If you are looking for an example of how corporate interests continue to dominate the agenda in Congress, a recent hearing on business tax reform held by the Senate Finance Committee is Exhibit A.
Over the past several years, the American public has watched as the media has continually reported on how major profitable corporations are using offshore loopholes and special interest tax breaks to get out of paying their fair share in taxes. These reports have left the American public rightly outraged. In fact, a Pew Research poll found that 82 percent of all Americans (including a majority of Republicans) say that they are bothered by corporate tax avoidance.
Given the unusually strong consensus on this issue, Tuesday’s Senate Finance Committee hearing should have focused on how to clamp down on offshore tax avoidance or curb the broad tax breaks that corporations receive. Instead, the discussion focused almost exclusively on how Congress could provide corporations with lower statutory tax rates, expanded loopholes and even bigger tax breaks.
Lawmakers are clearly disconnected from their constituents on this issue. They have bought into the enormous lobbying campaign by corporations touting the idea that U.S. corporations pay too much in taxes.
While it is true that the U.S. statutory tax rate is 35 percent, the wide swath of loopholes and breaks allow large profitable U.S. companies pay closer to 19.4 percent on average, with many companies paying nothing at all. A lot of the reason multinational corporations are able to pay such low rates is that they are allowed to avoid an estimated $695 billion in taxes on the $2.4 trillion that they hold offshore. In other words, the real problem with the tax code is not that U.S. multinationals are paying too much, but rather the fact that they are allowed to avoid so much in taxes.
Congress could shut down corporate tax avoidance and at the same time raise much-needed tax revenue tomorrow by ending the deferral and inversions loopholes. Instead, the Senate Finance hearing focused on how to enact substantial new tax cuts for corporations. For example, several participants discussed the need for the U.S. to move to a territorial tax system, a move that would dramatically increase, not decrease, the incentive for U.S. companies to shift more of their profits (and even real activities) offshore to avoid paying taxes. While this move alone would lose a huge amount of revenue, multiple panelists insisted that this tax break would not be nearly enough and that huge rate cuts would also be necessary to remain “competitive.”

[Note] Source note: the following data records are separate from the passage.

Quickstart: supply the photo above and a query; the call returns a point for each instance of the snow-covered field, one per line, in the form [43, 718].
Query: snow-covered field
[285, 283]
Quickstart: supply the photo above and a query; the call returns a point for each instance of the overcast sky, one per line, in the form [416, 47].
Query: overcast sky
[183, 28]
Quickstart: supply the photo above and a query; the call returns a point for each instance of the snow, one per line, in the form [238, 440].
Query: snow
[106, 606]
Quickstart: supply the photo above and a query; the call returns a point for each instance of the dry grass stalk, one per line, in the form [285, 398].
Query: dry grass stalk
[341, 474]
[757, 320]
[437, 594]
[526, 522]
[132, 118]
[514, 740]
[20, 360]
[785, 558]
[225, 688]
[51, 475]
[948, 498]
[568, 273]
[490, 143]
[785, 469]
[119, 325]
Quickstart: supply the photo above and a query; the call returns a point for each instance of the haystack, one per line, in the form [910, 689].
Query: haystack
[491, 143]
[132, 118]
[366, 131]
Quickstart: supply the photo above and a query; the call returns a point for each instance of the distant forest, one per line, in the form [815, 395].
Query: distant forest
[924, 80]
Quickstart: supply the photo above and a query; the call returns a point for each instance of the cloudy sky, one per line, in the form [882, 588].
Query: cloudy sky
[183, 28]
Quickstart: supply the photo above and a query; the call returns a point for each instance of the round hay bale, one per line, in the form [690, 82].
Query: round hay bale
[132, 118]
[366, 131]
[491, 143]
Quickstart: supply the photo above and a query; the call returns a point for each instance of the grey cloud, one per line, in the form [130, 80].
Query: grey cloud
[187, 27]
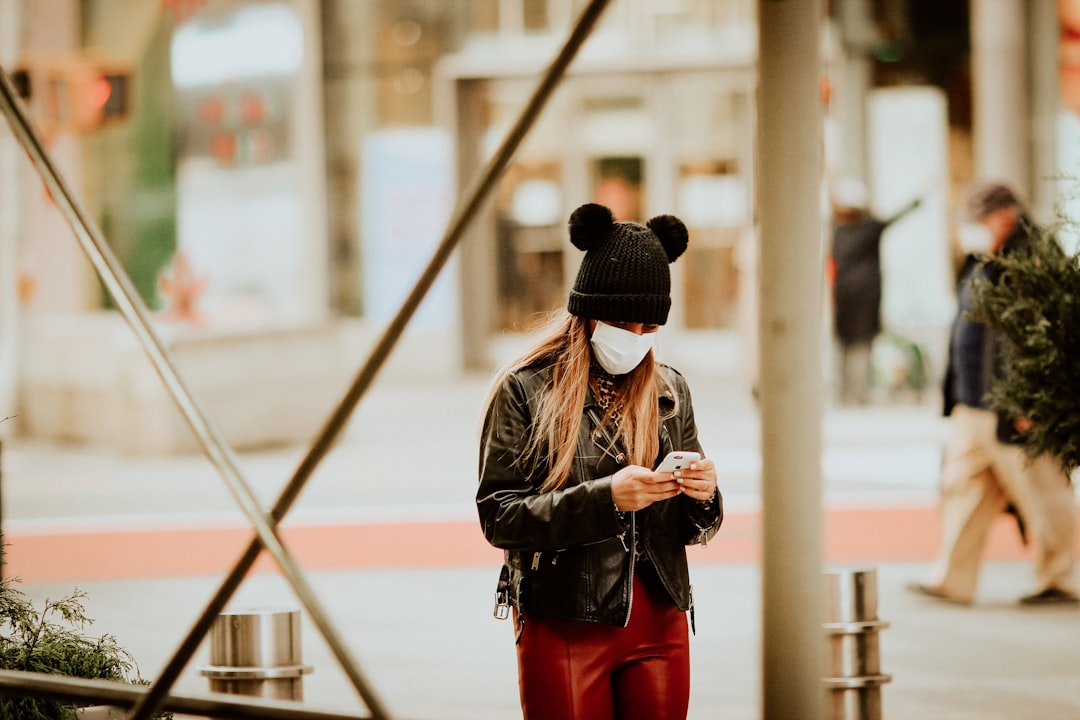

If lawmakers insist on moving forward with policies that cut taxes for corporations there will almost certainly be huge policy and political consequences. Policy wise, lawmakers will find it impossible to raise enough revenue to make the public investments that are the true backbone of a competitive economy. Politically, lawmakers may find themselves on the side of hugely unpopular tax cuts that the vast majority of Americans oppose and may decide is reason enough to vote them out of office.